We also must not think that the Son and the Spirit are idle in their relationship with the Father. They are not just a placeholder for the Love of the Father. Rather they intentionally reveal and glorify the Father in Love. This is accomplished by doing the will of the Father. In doing so, the cycle of Love is completed within the Trinity. Whenever the Father sends out His Son and Spirit, They accomplish His desires and the purpose for which He sends Them (Is 55:11), which is doing the will of the Father and giving Him glory. In turn, the Father showers His love and glory on the Son and the Spirit who have done His will. Thus glory, honor and love are granted to all who participate in the Trinitarian life.
Why does this matter? First, because the intricacy of God’s love is in and of itself a marvel. But beyond that, this has joyous implications for us who believe in God. When God becomes man it is the Son who takes on our Humanity. He does this to establish an intimate relationship with each of us. He does not wish to stay far off, but to draw near to us. Jesus Christ, who is the second Person of the Trinity, the Son of God, takes on our existence so that we can be in relationship with the Trinity. The Son extends His life to us, thus inviting us into the Love of the Trinity. When Jesus gives us the Church and His Body and Blood in the Eucharist, He draws us to Himself, and we become one with Him in His Body.
Jesus, the second person in the Trinity, is the beloved of the Father. When we receive Jesus in the Eucharist, we enter into His ‘belovedness’. Thus, in our reception of the Body and Blood of Christ, the Father looks on us as His beloved sons and daughters. This has been His desire from before the beginning (outside of time). Each of us has been destined to be eternally beloved by the Father in the same way that His Son is Beloved. The community of the Trinity as a community of Love is eternally prepared to communicate Its Love to us through the Beloved Son of God present in the Eucharist.

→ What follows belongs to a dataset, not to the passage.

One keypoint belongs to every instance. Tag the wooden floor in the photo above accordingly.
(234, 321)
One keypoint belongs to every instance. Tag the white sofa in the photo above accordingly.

But the love is not meant to stop there. Once we receive the Love of the Father, we are called to be Lovers as the Father is. When Jesus, the Beloved, receives the Love of the Father (the Holy Spirit), He does the will of the Father which is always to share His Love. When we receive the Beloved in the Eucharist, it gives us the grace to do the will of the Father as Jesus does. This is why we are sent from every Mass to go forth. We have shared in the Love of the Trinity taking on the Beloved and receiving His ‘belovedness’. We then go out and give glory to the Father who returns the Love and glory to us. Thus, we enter into the life of the Trinity as our love echoes in eternity.
We celebrate this mystery this Sunday because no greater gift has ever been given. We have been granted access to not only witness God’s divine life, but to experience it! While the mystery remains, we can be sure that what God has in store for us in eternity is something beyond our wildest dreams.